Posted by Camille Gooderham Campbell in Hall of Shame.

Theoretically, writers who submit their work for publication want to hear back from the publisher.

So I was surprised, a while back, to come across a writer who had set up an email spam blocker that would only accept incoming mail from an approved list — our response to a query generated an auto-reply email asking us to click on a link and “fill out a short request form to be added to the list of approved senders”. The automated email noted: “I apologize for this one-time inconvenience”. Did we click on the link and fill out the short request form? No, we did not.

Ever since then, I have mentally enshrined that particular incident as the most counterproductive author communication effort possible. It couldn’t possibly be outdone — send a query, but make it impossible to receive the response without an extra step that involves clicking a link and filling out a form. Quite apart from it coming across as a phishing trip (you don’t know me! click this link! give me your personal information!), neither I nor any other editor that I know of has time to go around filling out little forms. Brilliant strategy for getting published? No. Gold star for total bemusement factor? Yes.

Today, I encountered something that rivals even that one.

The subject line of what was clearly an auto-response email read: “I am no longer communicating via e-mail”. In the body of the email, it said: “If you wish to get in touch, please write me at [snail mail address here]. My website, [website here], is still active and contains a list of my recent publications. Thank you!”

So, picture me blinking in astonishment. Gold star for arrogance in thinking that I’m seriously going to go get a stamp and send a snail mail letter. Welcome to my Hall of Shame.


1. Harry Markov - 14 March 2010

Now that is interesting. My e-mail is always open for anybody, except newsletters. I still can’t exorcise my in-box from those and I send them to Spam.

But way to go for these people, who are apparently living in their own fantasy world.

2. Elisabeth Fraser - 4 April 2010

Nervous writer? Possibly Internet abused? Sounds like me. I have several emails now, one for mostly Spam, one for friends only, one for business stuff – which would be you and one for banking, lawyers, etc.

I’ve set up a system which annoys me somewhat. I did this because I gave three nice, open and friendly addresses to a (only one) person I trusted and had known for years – then we had a fight.

I received 270 pages (50 per page) of Viagra, Penile implants, Pfizer and Homosexual/Heterosexual/Transexual – and recently he’s placed me on a couple of dating sites.

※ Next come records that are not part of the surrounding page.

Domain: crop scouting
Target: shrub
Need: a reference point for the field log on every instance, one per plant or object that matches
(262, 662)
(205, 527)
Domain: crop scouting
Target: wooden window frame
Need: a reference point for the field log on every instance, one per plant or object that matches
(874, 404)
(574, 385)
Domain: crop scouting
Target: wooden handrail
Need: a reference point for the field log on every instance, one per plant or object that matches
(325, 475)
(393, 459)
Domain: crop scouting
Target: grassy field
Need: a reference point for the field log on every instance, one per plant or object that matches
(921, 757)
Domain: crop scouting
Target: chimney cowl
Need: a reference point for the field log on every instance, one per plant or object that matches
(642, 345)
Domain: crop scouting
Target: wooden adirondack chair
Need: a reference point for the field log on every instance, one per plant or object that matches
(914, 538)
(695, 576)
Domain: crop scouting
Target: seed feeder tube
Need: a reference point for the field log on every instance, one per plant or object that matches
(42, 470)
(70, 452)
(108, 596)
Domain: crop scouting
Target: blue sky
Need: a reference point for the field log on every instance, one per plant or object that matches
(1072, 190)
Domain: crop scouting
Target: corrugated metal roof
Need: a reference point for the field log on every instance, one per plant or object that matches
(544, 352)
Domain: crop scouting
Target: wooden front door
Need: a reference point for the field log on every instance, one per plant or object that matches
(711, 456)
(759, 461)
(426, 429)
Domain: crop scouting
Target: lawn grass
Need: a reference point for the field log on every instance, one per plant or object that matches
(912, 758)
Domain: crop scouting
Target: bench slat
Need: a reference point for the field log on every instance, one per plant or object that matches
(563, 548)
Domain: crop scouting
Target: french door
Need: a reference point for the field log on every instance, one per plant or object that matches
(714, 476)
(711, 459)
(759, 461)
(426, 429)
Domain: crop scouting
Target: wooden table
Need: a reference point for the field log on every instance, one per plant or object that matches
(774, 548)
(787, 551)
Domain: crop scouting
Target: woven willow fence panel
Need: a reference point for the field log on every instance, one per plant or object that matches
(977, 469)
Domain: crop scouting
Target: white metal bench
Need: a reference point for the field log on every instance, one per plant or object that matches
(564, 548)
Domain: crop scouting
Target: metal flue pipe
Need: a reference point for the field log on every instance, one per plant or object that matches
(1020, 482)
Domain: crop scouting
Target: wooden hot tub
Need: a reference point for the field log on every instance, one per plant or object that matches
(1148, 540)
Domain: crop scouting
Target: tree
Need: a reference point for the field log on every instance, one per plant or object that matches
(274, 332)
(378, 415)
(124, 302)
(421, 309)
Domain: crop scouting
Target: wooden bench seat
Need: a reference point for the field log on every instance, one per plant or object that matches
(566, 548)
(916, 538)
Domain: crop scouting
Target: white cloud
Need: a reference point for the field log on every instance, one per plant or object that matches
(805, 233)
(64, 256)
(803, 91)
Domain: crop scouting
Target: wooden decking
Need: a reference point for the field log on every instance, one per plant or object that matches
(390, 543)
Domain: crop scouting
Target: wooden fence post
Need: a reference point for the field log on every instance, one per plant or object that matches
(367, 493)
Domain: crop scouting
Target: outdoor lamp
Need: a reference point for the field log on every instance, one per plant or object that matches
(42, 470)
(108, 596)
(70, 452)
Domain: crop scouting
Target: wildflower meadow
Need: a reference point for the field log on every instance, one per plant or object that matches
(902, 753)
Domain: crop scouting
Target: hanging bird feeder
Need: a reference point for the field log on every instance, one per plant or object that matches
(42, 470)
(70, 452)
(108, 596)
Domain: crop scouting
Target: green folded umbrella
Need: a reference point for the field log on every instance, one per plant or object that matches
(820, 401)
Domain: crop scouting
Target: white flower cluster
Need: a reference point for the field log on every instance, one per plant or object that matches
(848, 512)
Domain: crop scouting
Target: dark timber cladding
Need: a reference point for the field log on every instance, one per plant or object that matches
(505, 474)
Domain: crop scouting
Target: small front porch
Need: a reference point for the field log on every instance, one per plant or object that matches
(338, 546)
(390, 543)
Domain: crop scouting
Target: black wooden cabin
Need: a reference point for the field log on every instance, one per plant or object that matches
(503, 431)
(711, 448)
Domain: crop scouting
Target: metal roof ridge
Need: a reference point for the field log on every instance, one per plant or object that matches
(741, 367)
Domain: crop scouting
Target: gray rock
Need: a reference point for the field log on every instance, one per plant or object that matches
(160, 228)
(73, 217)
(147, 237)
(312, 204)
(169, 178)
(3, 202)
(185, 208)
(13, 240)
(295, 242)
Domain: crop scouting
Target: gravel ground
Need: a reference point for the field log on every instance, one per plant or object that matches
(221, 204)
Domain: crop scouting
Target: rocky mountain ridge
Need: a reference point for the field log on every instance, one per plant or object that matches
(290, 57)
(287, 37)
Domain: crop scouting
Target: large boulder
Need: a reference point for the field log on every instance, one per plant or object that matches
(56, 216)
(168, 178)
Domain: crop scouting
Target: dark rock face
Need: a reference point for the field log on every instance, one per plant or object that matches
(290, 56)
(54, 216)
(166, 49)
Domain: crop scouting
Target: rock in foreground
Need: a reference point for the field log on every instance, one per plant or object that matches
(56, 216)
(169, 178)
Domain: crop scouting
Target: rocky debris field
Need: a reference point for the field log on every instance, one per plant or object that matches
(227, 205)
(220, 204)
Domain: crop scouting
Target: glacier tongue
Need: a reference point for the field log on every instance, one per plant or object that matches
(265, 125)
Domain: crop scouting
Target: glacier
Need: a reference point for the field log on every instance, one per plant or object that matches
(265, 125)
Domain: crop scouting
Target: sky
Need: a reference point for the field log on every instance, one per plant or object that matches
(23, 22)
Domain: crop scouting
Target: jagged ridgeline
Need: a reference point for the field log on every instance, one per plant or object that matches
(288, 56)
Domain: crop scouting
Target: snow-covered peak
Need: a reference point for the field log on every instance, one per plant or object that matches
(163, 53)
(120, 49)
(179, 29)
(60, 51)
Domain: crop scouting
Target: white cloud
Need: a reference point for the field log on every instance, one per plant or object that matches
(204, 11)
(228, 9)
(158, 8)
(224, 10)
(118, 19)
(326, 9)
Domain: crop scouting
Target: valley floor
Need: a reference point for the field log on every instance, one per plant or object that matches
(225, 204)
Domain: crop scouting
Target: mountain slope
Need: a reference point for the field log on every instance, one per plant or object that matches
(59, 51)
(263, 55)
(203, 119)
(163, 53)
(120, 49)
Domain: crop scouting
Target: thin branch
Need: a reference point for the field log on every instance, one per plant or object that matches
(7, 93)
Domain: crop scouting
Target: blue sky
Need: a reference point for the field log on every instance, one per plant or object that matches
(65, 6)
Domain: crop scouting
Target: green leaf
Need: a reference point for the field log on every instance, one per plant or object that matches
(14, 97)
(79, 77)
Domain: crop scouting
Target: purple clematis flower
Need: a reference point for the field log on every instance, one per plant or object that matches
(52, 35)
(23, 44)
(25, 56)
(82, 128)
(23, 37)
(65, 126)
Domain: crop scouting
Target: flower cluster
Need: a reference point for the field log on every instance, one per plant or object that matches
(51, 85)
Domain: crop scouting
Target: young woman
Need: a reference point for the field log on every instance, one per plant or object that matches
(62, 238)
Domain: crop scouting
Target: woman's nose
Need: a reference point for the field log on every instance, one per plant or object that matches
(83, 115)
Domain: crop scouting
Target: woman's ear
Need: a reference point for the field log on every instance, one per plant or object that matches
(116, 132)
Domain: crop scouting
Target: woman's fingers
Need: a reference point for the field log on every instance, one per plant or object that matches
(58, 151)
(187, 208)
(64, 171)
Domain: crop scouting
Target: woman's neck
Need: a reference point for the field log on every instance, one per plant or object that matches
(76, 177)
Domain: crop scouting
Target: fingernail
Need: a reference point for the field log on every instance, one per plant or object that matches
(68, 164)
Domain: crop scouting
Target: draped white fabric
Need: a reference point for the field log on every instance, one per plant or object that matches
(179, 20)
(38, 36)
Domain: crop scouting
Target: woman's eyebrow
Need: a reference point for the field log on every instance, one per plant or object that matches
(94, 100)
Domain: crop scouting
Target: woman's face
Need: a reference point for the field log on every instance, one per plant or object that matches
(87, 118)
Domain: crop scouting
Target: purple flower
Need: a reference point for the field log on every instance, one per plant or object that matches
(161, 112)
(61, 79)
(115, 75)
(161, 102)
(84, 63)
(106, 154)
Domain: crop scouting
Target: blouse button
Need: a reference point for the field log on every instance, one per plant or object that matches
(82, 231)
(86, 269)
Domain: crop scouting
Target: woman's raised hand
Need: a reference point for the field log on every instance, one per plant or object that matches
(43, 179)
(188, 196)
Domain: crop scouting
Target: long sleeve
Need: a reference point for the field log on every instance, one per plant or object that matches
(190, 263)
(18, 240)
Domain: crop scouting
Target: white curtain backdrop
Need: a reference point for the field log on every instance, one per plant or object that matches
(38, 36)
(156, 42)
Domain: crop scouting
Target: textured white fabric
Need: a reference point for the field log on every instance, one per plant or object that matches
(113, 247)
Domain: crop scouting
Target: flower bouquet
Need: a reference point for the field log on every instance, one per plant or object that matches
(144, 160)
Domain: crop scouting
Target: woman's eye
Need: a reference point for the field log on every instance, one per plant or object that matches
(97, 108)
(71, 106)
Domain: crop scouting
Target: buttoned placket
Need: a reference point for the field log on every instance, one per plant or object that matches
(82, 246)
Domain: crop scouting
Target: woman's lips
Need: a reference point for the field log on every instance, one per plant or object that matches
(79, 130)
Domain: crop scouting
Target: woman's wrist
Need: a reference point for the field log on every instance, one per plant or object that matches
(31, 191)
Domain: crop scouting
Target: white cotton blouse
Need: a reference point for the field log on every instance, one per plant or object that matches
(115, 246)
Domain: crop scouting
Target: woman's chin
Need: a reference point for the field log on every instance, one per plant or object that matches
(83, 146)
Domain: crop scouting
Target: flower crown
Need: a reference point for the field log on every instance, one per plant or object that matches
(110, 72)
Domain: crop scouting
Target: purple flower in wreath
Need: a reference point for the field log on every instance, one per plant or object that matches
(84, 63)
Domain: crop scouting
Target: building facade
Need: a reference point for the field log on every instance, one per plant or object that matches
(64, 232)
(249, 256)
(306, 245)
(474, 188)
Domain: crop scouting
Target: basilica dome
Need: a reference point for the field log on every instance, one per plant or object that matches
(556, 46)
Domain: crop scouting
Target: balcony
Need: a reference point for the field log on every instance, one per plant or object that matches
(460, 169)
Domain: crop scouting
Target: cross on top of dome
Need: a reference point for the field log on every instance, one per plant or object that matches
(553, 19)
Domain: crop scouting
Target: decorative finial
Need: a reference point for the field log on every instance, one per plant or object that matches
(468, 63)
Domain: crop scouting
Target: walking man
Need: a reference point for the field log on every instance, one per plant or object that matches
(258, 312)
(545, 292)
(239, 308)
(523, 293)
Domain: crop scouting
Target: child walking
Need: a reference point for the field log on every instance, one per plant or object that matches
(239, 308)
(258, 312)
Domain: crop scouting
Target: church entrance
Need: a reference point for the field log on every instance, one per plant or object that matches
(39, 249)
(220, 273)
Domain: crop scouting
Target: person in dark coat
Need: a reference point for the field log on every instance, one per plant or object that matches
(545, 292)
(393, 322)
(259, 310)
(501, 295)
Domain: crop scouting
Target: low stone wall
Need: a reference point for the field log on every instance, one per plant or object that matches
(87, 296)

MY ISP is helping me sort it all out. We’re down to 30 – 40 special Spam a day now.

I’m ‘gunshy’

I know you are very busy, just take a look from our end of the binoculars. Some of us are scared, that’s why we set up ‘blocks’.

Camille - 4 April 2010

Wow, I’m very sorry to hear that your ex-friend would do that to you! That’s just horrible.

I completely understand that some writers are concerned about their personal information. However, there are ways to handle that concern without coming across as unprofessional or setting up roadblocks for editors and publishers who want to respond to submissions.

Here’s a particularly effective method which I know is used by several authors who submit work to EDF: with all the free email services available, it’s easy to set up an email address specifically for the publication you’re dealing with (such as, for example, authorsname.edfsubs@gmail.com). So you may have five or six or more of these, if you’re submitting regularly to a bunch of venues, but you don’t have to check them individually — just set them all up to appear in your Outlook inbox (or whatever program you use). This is relatively easy to do; I have five email addresses and check them all in one place. Then, if one publication should be so horrible and dishonest as to sell or abuse your email address, you can delete that account without affecting anything but your relationship with that one publication (which would anyway already be spoiled).

Again, I’m very sorry you had such an unfortunate experience.

3. Bernard S. Jansen - 17 June 2010

I enjoyed this. The things people do are weirder than what any fiction writer could get away with. Imagine submitting a story with a fiction writer submitting work to be published and then pulling that stunt.